What the chart is telling us now is that there has been a significant improvement in the health of the economy (the rebound in capacity utilization in recent years is unprecedented) but the Fed's monetary policy stance continues to be about as "easy" as it has ever been. Rarely has the Fed failed to respond for so long to a significant improvement in the economy. This suggests that the Fed is "falling behind the curve." We saw a similar situation in the late 1970s, when capacity utilization surged but it took the Fed several years before it got the nerve to push the real Fed funds rate above zero. One result of this delayed reaction, we now know, was that inflation accelerated significantly, rising from 5% in 1976 to a high of almost 15% in 1980. There are other troubling similarities between then and now: the dollar was very weak in the mid-1970s, commodity and gold prices were soaring, and Treasury yields were generally lower than the rate of inflation (i.e., real yields were negative across the yield curve).
I would also note that there were a few times in the past several decades when monetary policy became exceptionally "tight:" in the early 1980s, the Fed pushed the funds rate well above the rate of inflation, and they did the same in the late 1990s.
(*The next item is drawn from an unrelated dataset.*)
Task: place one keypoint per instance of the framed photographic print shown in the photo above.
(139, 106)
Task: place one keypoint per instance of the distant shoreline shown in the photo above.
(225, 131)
Both periods were characterized by a subsequent and substantial decline in inflation.
To summarize: Monetary policy is very powerful, but it works with a lag that can amount to several years or more. (I should know, since I have been making this same forecast for the past three years. In my defense, I note that inflation today is much higher than it was expected to be three years ago.) The Fed is fallible, and usually reacts to events rather than being proactive. The Fed once again appears to be making a mistake by keeping interest rates very low for too long, even though the economy is improving noticeably, the dollar is very weak, and commodity prices are generally quite strong. As a consequence, inflation in the years to come is likely to be higher than the market expects (current inflation expectations embedded in TIPS and Treasury prices are 2-2.5%), than to be lower.
I've argued for a long time that it is too late for investors to seek inflation protection in gold. I think gold at current prices has already anticipated the likely consequences of the Fed's overly-easy monetary policy stance, and I think gold also reflects a substantial premium that investors seem willing to pay for protection against geo-political risk (e.g., the Eurozone sovereign debt crisis, which might destroy the euro, and the ongoing turmoil in the Middle East). Moreover, I think gold would react very negatively to even a hint that the Fed is going to accelerate its plans to raise interest rates.
I think it makes more sense to seek inflation protection in real assets that are still relatively depressed, and real estate jumps out as arguably the ideal candidate. I also believe that equities represent decent inflation hedges, since PE ratios are generally low and corporate profits over time inevitably benefit from increases in nominal GDP. (If inflation picks up, this is good for everyone's cash flows.)
Cash is hardly a safe haven these days, since it currently offers no yield, whereas the earnings yield on equities and the yields on corporate bonds provide substantial cushions against downside risk. And of course, if inflation proves to be higher than expected, then the purchasing power of cash will deteriorate significantly. Cash could prove to be the world's worst investment in the years to come.